Visión semicenital de la Virgen de los Dolores en su iglesia de san José, antes de salir en procesión en Viernes de Dolores. Fotografía de Gabriel Muñiz. |
A
Gabriel Muñiz, por estar y ser, predicativo.
El ojo de
dios, pixelante, atento a los pasos del receptáculo de su verbo casi hecho ya
sangre.
Los
portadores a hombros de la imagen, ajenos al peso de la mirada, esperan la
salida del templo para bañarse en devoción popular. Cada uno con su gesto, tras
las bambalinas, ensayando mentalmente la coreografía de ciempiés con la que
procesionarán. Serán un ejército disciplinado del amor divino. Esa madre
enquistó el gesto de dolor cuando un puñal de dulce amargura ocupó el espacio
que en su corazón tenía la carne de su hijo. Ella quedó en dolor: él se hizo
idea y habitó entre nosotros.
La madre
del hijo de dios en el templo dedicado a su esposo, José. Las vigas de las
andas son de la madera de un carpintero. Un oficio en segundo plano, eclipsado
por el oro, la luz de las velas, las rosas y la imaginación hecha mujer de
belleza salzillesca. Sin madera y sin ebanista no hay soporte para tanta
hermosura triste.
Como las
columnas humanas que portan un ataúd, estos costaleros del hombro dan vida a la
muerte para lucir el “memento mori”
por unas calles pletóricas de corazones y mar. Es Viernes de Dolores: de un
dolor conocido y renovado cada año. El Domingo de Ramos, sobre su burra, su
hijo renacido entrará en loor de multitudes a ritmo de olivo y laurel. En el
huerto de los olivos, precisamente, será detenido por la usura de Judas
Iscariote. Antes, previsor, había celebrado la eucaristía y el pan y el vino ya
no serían nunca más lo mismo, transubstanciados. El Viernes Santo crucificamos
a su hijo después de un vía crucis que viene a ser la peregrinación dolorosa
por las estaciones de vivir. El Domingo de Resurrección, una semana después de
su entrada en Jerusalén, Jesús vuelve a la placenta de la idea que lo inseminó.
La luz de
Jesús arde en el pabilo de su padre, José, y la cera de su madre, María. Hombre
y mujer, como mujeres y hombres son los que hacen lucir la imagen entre varales
de aire y el palio de la noche aguileña.
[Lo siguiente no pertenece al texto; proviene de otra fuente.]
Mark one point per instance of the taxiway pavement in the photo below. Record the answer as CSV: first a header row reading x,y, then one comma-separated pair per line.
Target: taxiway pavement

Devoción hecha carne que pasea por sus
calles a su matrona que sabe, versión cristiana de Prometeo, que cada año por
estas fechas ha de padecer este calvario de la pasión de su hijo.
En la vida hay que enseñar a todas las personas a ser bondadosas con el prójimo, y que para rezar deben levantar el corazón con mucho amor hacia Dios.